We are pretty confident that Bose will forgive us for opening this review of the new Bose Frames with a slightly rough announcement - our first thought regarding the idea that a pair of sunglasses can have headphone-integration was that the idea wasn't the best, and there's a good reason for that. Our main concern is the fact that people who play an annoying DJ Master Mix through the speakers on their phones are monsters and to be honest, that could have been the case with this gadget as well. The Bose Frames, however, don't offer that annoyance factor at all.
We're not talking about a re-imagining of the Google Glasses idea here at all, nor does it have much to do with AR. This is more an alternative to in-ear headphones for when you're going for a walk in the sunshine with a good podcast on or when you just want that nice soundtrack soothing your ears. Bose has found a way of mixing consumer electronics with something most of us use on a sunny day, and the concept is an interesting one. With the Frames, Bose is not striving for more blaring music others can hear as you walk down the street, but rather the company is striving to bring two functional items together into one package.

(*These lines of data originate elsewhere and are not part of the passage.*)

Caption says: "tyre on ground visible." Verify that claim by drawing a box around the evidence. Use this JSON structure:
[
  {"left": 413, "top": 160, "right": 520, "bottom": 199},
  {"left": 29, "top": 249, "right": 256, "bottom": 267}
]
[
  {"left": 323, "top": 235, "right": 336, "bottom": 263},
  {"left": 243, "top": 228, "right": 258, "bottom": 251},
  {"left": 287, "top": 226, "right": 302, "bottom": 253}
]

Looking at the design at the Bose Frames, that is without putting any thought to the actual "arms" on the eyeglass frames, they look like a set of relatively outdated Ray-Ban sunglasses. This is not us critiquing the design, but rather us stating that Bose has attempted to hit as broad a taste as possible by using a classic style of frame. This means that they're pretty anonymous to look at. In this specific case, however, the anonymity masks some neat functionality and we can confirm that Bose has managed to pull this off in a great way. The intensity of the lenses is, however, a little weak. We were able to see the wearer's eyes clearly through the lens, which is undoubtedly not for everyone. The lenses do however have 99% UVA / UVB protection as well as being "shatter & scratch resistance".
With all of that said though, the build quality is incredible. Of course, what you see is made out of plastic, but when playing around with them it feels like they can survive almost anything, as a pair of sunglasses should. However, it's when you look down the side of the frames where it gets a bit crazy. In order to insert the necessary speakers as well as the microphones that are used to counter external noise, the arms are incredibly thick. If these show, the anonymity goes right out the window, because the sides of the gadget are most definitely noticeable. It looks like there are built-in hearing aids in the frames (and we guess the speakers are pretty much just that).
On the visual front, it's very much going to be a matter of personal taste, and so with that being the case, it's the technology itself that must decide whether the Frames are going to be immediately scrapped and cast aside as an ambitious project cursed by bad execution - and the technology does, indeed, weigh up for the visual aspect.
Hidden underneath the thick "arms" of the Frames are a pair of dedicated speakers aimed directly at the ear, and through a simple pairing process you manage with your phone, you can listen to both music and podcasts on the go without having to put on a heavy pair of headphones or annoying earbuds. These speakers actually sound fantastic too. Of course, the bass isn't as pristine as that of, say, a high-end headset or a subwoofer, but everyone at the office has been blown away by the quality of both music, podcast audio and video audio when trying the Frames out. At the same time, the microphones minimise the audio that others can hear when in the wearer's near vicinity. If you have the volume turned up all the way, people close by will hear the essence of the melody, sure, but it's still incredibly impressive how well the sound is isolated. Extreme background noise may drown out the music somewhat, so the Frames may not be the best option for listening to a podcast on a busy subway train or similar.
While using the Frames, you can also receive calls and talk to Siri or Google Assistant, and the call quality is surprisingly good. With about 3.5 hours of direct playback on one charge, there's plenty of time to make a long call or to listen to tunes all the way through a long car commute.
A set of Bose Frames will, however, set you back £199.95, which is far too expensive in relation to the functionality you get. The idea is great, and combining two everyday gadgets into one is always something we welcome. In addition, the build quality is decent and the sound is a direct competitor to, for example, a set of Apple AirPods. However, this idea isn't quite hasn't reached its finish line just yet.